Chapter 6 digs into the power of your environment and how it can be a cue for your habits.
Idea 1: location, location, location
“The truth, however, is that many of the actions we take each day are shaped not by purposeful drive and choice but by the most obvious option.”
Clear’s first law is “Make it obvious”. Obvious cues are more likely to trigger action. It’s the whole “out of sight, out of mind” notion.
Impulse shopping is centered on this idea.
The products that sell the most are at eye-level. This does 2 things.
- It makes the product obvious. They’re easy to see.
- The products are in arm’s reach. They’re easy to get.
This section emphasizes the “easy to see” bit but ignores the “easy to get” part. I’m not sure why.
I don’t have any statistics to back me up. But I’ll wager that eye-level products which are locked up don’t sell as well as eye-level products which don’t require assistance. They’re easier to get.
And isn’t “obvious” a form of “easier”? If something is obvious, it’s easier to notice.
And that’s what all of the laws boil down to: make it easy.
Idea 2: more cues are better than a single cue
Initially, a habit might be triggered by a single, specific trigger. But your brain will start pattern matching. That’s what it does.
Soon, your habit’s trigger could be any number of things involving all of your senses and feelings. Anything that your brain experiences can become part of the cue. And the more cues the better.
(I wonder if this is another, unmentioned benefit of habit stacking.)
That’s good news and bad.
The most persistent habits usually have the most cues.
That’s the good news. Your workout habit might have been hard to get started. But sooner or later, simply going to the gym (or wherever you workout) will trigger the habit.
The bad news is that your subconscious brain will screw this up if you’re inconsistent.
What do you do when you get into bed? If you try to go right to sleep every night, you’ll be more likely to go right to sleep. If you play on your phone some nights, your contextual cues won’t fire. The habit that gets triggered will probably be the habit with the most immediate payoff – playing on your phone. And that reinforces the habit that your bed is for playing with your phone until you wonder why you can’t sleep. (There are other issues like insomnia that contribute to this. But this is a potentially real scenario for many people.)
Idea 3: you can build the solution yourself
We’re not children. While we have many things dictated to us, we have a lot of flexibility in our lives. Within that broad area of control, you can build an environment that helps you execute your habits.
This has 2 benefits:
- You can create the right cues for you. Everyone is different. You do you.
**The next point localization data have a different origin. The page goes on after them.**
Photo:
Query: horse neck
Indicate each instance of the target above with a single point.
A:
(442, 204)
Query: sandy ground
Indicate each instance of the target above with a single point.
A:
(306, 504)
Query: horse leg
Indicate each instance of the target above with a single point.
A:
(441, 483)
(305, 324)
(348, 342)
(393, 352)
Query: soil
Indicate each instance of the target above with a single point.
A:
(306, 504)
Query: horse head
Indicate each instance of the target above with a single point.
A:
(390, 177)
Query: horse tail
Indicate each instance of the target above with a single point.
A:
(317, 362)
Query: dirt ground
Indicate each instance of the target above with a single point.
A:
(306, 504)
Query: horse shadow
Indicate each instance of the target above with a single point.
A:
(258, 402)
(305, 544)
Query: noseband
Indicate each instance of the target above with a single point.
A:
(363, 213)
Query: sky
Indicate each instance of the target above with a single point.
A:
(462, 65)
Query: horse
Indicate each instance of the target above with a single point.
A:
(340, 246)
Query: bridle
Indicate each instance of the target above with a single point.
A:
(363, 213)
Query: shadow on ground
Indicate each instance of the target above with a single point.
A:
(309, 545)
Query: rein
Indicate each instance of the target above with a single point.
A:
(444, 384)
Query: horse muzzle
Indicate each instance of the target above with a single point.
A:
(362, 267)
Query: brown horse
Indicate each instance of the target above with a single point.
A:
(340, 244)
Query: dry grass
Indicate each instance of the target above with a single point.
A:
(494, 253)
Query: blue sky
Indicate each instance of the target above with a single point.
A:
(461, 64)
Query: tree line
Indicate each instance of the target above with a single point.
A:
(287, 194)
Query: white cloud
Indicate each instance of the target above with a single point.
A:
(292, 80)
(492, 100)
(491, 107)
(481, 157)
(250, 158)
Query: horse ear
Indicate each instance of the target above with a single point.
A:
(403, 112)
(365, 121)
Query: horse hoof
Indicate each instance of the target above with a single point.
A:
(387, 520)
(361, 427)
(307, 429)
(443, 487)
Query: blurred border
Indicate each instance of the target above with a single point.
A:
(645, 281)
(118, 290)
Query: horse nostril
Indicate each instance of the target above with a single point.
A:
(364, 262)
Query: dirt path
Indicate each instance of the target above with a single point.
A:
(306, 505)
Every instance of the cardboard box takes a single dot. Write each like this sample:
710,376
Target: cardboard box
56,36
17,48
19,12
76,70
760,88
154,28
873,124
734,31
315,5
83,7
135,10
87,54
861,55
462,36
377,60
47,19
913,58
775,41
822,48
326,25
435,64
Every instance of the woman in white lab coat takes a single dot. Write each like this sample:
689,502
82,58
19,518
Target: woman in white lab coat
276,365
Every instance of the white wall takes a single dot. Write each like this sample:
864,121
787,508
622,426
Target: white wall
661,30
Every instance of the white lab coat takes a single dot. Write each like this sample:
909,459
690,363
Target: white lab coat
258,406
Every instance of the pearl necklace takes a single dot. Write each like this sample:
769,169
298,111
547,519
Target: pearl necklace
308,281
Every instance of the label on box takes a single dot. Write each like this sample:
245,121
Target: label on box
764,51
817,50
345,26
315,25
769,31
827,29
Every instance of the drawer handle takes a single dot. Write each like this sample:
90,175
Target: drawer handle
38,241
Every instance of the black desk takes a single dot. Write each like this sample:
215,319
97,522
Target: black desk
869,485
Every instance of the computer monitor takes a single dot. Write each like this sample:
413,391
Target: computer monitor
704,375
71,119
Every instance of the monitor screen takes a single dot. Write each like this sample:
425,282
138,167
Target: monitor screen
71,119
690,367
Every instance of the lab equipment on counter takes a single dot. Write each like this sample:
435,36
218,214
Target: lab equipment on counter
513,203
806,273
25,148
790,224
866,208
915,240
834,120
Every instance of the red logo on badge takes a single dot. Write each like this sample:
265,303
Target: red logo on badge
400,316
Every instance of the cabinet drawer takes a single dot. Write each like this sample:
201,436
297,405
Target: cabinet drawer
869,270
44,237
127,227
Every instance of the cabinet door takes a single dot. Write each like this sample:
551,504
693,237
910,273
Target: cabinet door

- New cues work better for creating new habits.
Any change in your life makes further changes easier. I’m pretty sure that’s discussed in 1 of the books by the Heath brothers (Decisive, Made to Stick, or Switch – I bet it was Switch). They discuss how the chain Target decided to target new parents. The parents were going through a big life change. That made them more open to other changes like changing where they shopped.
Switch is also the book that talks about the elephant and the rider (mentioned in the notes for chapter 3). And this idea of deliberately designing and creating an environment of the cues you want (and hiding the cues for habits you don’t want) is how you control the elephant.
The elephant is on a path. You can’t control the elephant by brute force. But if you shape the path before the elephant gets there, there’s no struggle.
Clear has a quick rule for environmental cue creation: “1 space, 1 use”.
Key takeaways and implementation
I have my list of habits. I have them grouped by theme and organized into sequences.
Now I need to paint the picture of what the execution is like. Where will I be? How will I be positioned? What are my sensory inputs?
For example, here’s the full context of writing habit:
- I’m in my home office.
- The office lights are on.
- The Good Omems opening title song is playing on repeat. (Yes, this makes a difference. I know it does because the Spotify commercials distract me.)
- I’m standing at my desk, writing on my computer.
- I have a hot cup of coffee on the desk. I can smell it. I can even still taste it.
- I have shoes or boots on. I work from home so it’s easy to stay in flip-flops. But flip-flops put me in a slacking mode.
Now to repeat this for all of my critical habits that I need to improve.
Do I need specific drinks for specific tasks or types of tasks? Unique playlists? A different smell? What if that isn’t a crazy idea?